1. definire il funtore OR
2. dimostrare che ORel e' faithful

3. Definire la funzione
    Apply:
    ∀C1,C2: CAT2.  F: arrows3 CAT2 C1 C2 → CAT2
    ≝ 
     constructor 1;
      [ gli oggetti sono gli oggetti di C1 mappati da F
      | i morfismi i morfismi di C1 mappati da F
      | ....
      ]
   
   E : objs CATS === Σx.∃y. F y = x
  
   Quindi (Apply C1 C2 F) (che usando da ora in avanti una coercion
   scrivero' (F C1) ) e' l'immagine di C1 tramite F ed e'
   una sottocategoria di C2 (qualcosa da dimostare qui??? vedi sotto
   al punto 5)

4. Definire rOBP (le OBP rappresentabili) come (BP_to_OBP BP)
  [Si puo' fare lo stesso per le OA: rOA ≝ Rel_to_OA REL ]

5. Dimostrare che OR (il funtore faithful da OBP a OBTop) e' full
   quando applicato a rOBP.
   Nota: puo' darsi che faccia storie ad accettare lo statement.
   Infatti rOBP e' (BP_to_OBP BP) ed e' "una sottocategoria di OBP"
   e OR va da OBP a OBTop. Non so se tipa subito o se devi dare
   una "proiezione" da rOBP a OBP.

6. Definire rOBTop come (OBP_to_OBTop rOBP).

7. Per composizione si ha un funtore full and faithful da BP a rOBTop:
   basta prendere (OR ∘ BP_to_OBP).

8. Dimostrare (banale: quasi tutti i campi sono per conversione) che
   esiste un funtore da rOBTop a BTop. Dimostrare che tale funtore e'
   faithful e full (banale: tutta conversione).

9. Per composizione si ha un funtore full and faithful da BP a BTop.

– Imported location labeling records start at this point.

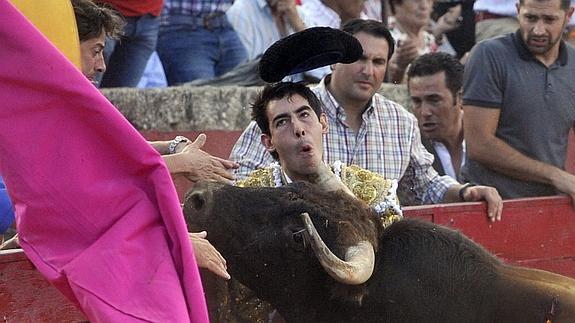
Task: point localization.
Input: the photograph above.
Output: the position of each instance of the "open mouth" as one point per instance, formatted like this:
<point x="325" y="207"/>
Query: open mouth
<point x="428" y="126"/>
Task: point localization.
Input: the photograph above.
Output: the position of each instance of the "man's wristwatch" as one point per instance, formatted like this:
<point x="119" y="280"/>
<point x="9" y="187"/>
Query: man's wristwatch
<point x="464" y="188"/>
<point x="174" y="143"/>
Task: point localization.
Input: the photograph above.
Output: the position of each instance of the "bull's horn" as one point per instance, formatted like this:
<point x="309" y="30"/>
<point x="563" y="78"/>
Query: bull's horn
<point x="359" y="259"/>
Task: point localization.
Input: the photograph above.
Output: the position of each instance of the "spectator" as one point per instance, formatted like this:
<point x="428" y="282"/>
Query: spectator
<point x="370" y="131"/>
<point x="6" y="209"/>
<point x="435" y="82"/>
<point x="180" y="155"/>
<point x="260" y="23"/>
<point x="329" y="13"/>
<point x="332" y="13"/>
<point x="127" y="58"/>
<point x="408" y="26"/>
<point x="373" y="9"/>
<point x="196" y="41"/>
<point x="292" y="122"/>
<point x="518" y="104"/>
<point x="494" y="18"/>
<point x="94" y="24"/>
<point x="462" y="38"/>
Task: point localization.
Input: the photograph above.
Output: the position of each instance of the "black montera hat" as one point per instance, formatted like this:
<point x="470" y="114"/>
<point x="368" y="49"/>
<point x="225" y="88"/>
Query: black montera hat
<point x="306" y="50"/>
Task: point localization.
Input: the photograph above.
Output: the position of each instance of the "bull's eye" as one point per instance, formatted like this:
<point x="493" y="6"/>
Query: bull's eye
<point x="197" y="200"/>
<point x="298" y="238"/>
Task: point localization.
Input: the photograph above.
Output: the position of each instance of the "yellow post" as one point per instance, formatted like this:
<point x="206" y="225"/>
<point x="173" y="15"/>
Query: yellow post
<point x="56" y="20"/>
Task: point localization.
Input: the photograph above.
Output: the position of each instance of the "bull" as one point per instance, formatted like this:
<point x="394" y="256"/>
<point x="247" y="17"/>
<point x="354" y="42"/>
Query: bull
<point x="324" y="257"/>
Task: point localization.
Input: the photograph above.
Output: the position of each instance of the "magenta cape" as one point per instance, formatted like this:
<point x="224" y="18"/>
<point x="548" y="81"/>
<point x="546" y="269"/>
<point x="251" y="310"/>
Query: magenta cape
<point x="96" y="209"/>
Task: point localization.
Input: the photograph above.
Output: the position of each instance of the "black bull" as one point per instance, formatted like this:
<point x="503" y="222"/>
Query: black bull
<point x="423" y="272"/>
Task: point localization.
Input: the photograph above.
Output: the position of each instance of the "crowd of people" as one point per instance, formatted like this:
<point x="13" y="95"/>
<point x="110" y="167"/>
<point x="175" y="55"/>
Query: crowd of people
<point x="172" y="42"/>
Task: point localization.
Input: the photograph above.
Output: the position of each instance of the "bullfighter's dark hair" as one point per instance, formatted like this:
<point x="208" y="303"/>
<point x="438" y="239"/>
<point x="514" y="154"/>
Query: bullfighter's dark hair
<point x="278" y="91"/>
<point x="371" y="27"/>
<point x="433" y="63"/>
<point x="92" y="19"/>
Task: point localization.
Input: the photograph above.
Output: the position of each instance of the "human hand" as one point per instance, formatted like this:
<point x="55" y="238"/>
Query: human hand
<point x="207" y="256"/>
<point x="488" y="194"/>
<point x="449" y="21"/>
<point x="284" y="7"/>
<point x="406" y="52"/>
<point x="200" y="165"/>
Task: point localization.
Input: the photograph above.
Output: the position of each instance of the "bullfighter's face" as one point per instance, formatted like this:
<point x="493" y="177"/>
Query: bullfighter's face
<point x="438" y="113"/>
<point x="92" y="54"/>
<point x="296" y="135"/>
<point x="356" y="83"/>
<point x="541" y="24"/>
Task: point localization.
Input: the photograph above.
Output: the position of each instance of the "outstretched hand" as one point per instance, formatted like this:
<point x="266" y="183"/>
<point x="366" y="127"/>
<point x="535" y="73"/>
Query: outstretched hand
<point x="207" y="256"/>
<point x="488" y="194"/>
<point x="203" y="166"/>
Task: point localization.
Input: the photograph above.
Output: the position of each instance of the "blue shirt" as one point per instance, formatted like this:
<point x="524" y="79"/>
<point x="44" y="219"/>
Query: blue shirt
<point x="6" y="208"/>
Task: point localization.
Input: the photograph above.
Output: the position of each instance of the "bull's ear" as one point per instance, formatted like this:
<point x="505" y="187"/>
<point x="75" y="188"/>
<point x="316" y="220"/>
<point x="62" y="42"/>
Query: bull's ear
<point x="196" y="200"/>
<point x="267" y="142"/>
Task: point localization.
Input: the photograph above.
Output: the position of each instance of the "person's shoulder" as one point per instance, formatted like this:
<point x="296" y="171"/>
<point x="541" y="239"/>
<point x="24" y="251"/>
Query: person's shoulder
<point x="375" y="190"/>
<point x="263" y="177"/>
<point x="391" y="108"/>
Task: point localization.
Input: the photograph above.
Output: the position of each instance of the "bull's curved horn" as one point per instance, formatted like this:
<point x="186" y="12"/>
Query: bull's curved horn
<point x="359" y="259"/>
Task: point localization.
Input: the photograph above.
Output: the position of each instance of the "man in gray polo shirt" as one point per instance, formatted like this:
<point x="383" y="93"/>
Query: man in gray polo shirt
<point x="519" y="105"/>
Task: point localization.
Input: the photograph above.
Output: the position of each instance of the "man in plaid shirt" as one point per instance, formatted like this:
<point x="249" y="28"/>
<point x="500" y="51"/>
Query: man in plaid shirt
<point x="368" y="130"/>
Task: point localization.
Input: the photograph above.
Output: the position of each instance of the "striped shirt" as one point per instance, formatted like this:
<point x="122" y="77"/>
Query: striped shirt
<point x="198" y="8"/>
<point x="388" y="142"/>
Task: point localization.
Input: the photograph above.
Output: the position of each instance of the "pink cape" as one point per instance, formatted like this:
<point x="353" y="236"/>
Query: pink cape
<point x="96" y="208"/>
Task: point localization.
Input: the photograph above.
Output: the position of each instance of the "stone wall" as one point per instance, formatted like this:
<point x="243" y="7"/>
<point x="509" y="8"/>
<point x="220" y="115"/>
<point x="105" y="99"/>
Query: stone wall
<point x="199" y="108"/>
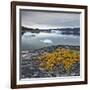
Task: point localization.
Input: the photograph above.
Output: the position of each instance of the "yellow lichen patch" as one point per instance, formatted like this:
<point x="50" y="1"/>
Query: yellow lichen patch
<point x="67" y="57"/>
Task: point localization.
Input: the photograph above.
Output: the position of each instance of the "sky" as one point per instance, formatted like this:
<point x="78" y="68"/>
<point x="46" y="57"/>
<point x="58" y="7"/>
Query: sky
<point x="46" y="20"/>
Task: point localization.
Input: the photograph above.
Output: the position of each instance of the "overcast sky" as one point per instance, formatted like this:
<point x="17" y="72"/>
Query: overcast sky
<point x="40" y="19"/>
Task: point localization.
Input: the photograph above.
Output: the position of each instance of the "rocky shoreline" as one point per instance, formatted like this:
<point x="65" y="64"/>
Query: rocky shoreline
<point x="30" y="64"/>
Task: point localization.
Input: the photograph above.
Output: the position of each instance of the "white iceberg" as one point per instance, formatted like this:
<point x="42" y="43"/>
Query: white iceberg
<point x="47" y="41"/>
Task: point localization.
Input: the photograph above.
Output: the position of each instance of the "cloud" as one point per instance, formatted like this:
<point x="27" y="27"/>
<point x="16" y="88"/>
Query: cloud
<point x="47" y="41"/>
<point x="40" y="19"/>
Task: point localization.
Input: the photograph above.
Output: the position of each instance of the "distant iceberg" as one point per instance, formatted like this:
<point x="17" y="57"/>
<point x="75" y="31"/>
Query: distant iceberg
<point x="47" y="41"/>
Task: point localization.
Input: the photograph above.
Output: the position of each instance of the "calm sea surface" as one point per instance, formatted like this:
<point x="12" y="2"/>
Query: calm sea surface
<point x="31" y="41"/>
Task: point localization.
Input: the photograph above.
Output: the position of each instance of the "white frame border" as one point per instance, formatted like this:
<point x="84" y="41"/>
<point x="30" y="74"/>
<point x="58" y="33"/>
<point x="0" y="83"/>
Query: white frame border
<point x="56" y="79"/>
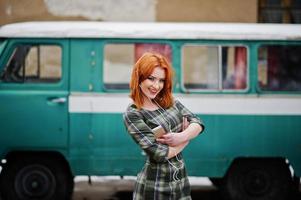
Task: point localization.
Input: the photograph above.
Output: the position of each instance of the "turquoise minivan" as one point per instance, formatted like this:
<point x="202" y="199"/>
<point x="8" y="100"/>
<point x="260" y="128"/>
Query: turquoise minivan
<point x="64" y="87"/>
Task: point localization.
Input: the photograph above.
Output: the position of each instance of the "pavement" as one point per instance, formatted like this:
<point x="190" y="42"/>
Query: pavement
<point x="116" y="188"/>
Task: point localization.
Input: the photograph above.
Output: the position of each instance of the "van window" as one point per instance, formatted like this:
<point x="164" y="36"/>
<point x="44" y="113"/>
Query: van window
<point x="119" y="60"/>
<point x="214" y="67"/>
<point x="34" y="63"/>
<point x="279" y="68"/>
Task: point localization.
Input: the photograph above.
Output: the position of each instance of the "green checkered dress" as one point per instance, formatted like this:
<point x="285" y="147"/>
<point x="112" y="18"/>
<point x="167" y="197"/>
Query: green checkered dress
<point x="160" y="178"/>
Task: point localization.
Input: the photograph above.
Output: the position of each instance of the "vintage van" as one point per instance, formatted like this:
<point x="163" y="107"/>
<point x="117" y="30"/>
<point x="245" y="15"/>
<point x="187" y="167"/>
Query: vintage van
<point x="64" y="87"/>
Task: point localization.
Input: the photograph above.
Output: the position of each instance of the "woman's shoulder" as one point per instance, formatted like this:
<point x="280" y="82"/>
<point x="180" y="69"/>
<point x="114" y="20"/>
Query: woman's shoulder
<point x="131" y="110"/>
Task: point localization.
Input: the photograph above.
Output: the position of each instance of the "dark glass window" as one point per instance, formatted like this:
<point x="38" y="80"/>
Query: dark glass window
<point x="280" y="11"/>
<point x="279" y="68"/>
<point x="33" y="63"/>
<point x="207" y="67"/>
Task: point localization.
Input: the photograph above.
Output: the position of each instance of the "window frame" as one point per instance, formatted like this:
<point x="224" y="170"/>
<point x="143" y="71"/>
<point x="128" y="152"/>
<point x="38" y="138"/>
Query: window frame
<point x="259" y="90"/>
<point x="13" y="43"/>
<point x="220" y="75"/>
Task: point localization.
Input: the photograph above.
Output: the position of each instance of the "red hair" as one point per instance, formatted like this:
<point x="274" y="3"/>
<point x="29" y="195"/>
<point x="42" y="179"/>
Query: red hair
<point x="142" y="70"/>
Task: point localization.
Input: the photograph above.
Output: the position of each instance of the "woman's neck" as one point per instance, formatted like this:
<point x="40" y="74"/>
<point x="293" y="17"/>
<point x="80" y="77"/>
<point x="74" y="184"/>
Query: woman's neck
<point x="148" y="104"/>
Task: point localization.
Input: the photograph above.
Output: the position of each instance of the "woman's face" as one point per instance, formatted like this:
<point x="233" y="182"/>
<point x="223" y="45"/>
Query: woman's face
<point x="154" y="83"/>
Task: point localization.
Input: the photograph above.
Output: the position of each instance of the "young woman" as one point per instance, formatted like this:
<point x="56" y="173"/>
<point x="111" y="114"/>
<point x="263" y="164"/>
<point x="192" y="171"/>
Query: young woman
<point x="163" y="175"/>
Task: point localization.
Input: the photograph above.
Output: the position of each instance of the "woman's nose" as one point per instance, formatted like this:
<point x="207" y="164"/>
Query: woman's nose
<point x="156" y="84"/>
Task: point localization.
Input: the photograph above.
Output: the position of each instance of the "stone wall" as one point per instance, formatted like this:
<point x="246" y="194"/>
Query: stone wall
<point x="129" y="10"/>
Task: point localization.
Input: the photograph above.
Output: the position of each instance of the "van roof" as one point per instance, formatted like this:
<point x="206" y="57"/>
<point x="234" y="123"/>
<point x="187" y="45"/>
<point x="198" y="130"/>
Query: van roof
<point x="152" y="30"/>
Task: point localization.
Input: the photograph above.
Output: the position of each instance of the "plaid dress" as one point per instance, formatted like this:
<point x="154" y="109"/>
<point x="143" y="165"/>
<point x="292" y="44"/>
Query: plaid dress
<point x="160" y="178"/>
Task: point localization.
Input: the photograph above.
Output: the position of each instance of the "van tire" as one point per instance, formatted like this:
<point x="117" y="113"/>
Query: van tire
<point x="257" y="179"/>
<point x="217" y="182"/>
<point x="35" y="177"/>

10. Dimostrare che i seguenti funtori sono anche isomorphism-dense
    (http://planetmath.org/encyclopedia/DenseFunctor.html):

    BP_to_OBP
    OBP_to_OBTop quando applicato alle rOBP
    OBTop_to_BTop quando applicato alle rOBTop

    Concludere per composizione che anche il funtore da BP a BTop e'
    isomorphism-dense.

====== Da qui in avanti non e' "necessario" nulla:

== altre cose mancanti

11. Dimostrare che le r* e le * orrizzontali
    sono isomorfe dando il funtore da r* a * e dimostrando che componendo i
    due funtori ottengo l'identita'

12. La definizione di r* fa schifo: in pratica dici solo come ottieni
    qualcosa, ma non come lo caratterizzeresti. Ora un teorema carino
    e' che una a* (e.g. una aOBP) e' sempre una rOBP dove "a" sta per
    atomic. Dimostrarlo per tutte le r*.

== categorish/future works

13. definire astrattamente la FG-completion e usare quella per
    ottenere le BP da Rel e le OBP da OA.

14. indebolire le OA, generalizzare le costruzioni, etc. come detto
    con Giovanni

*)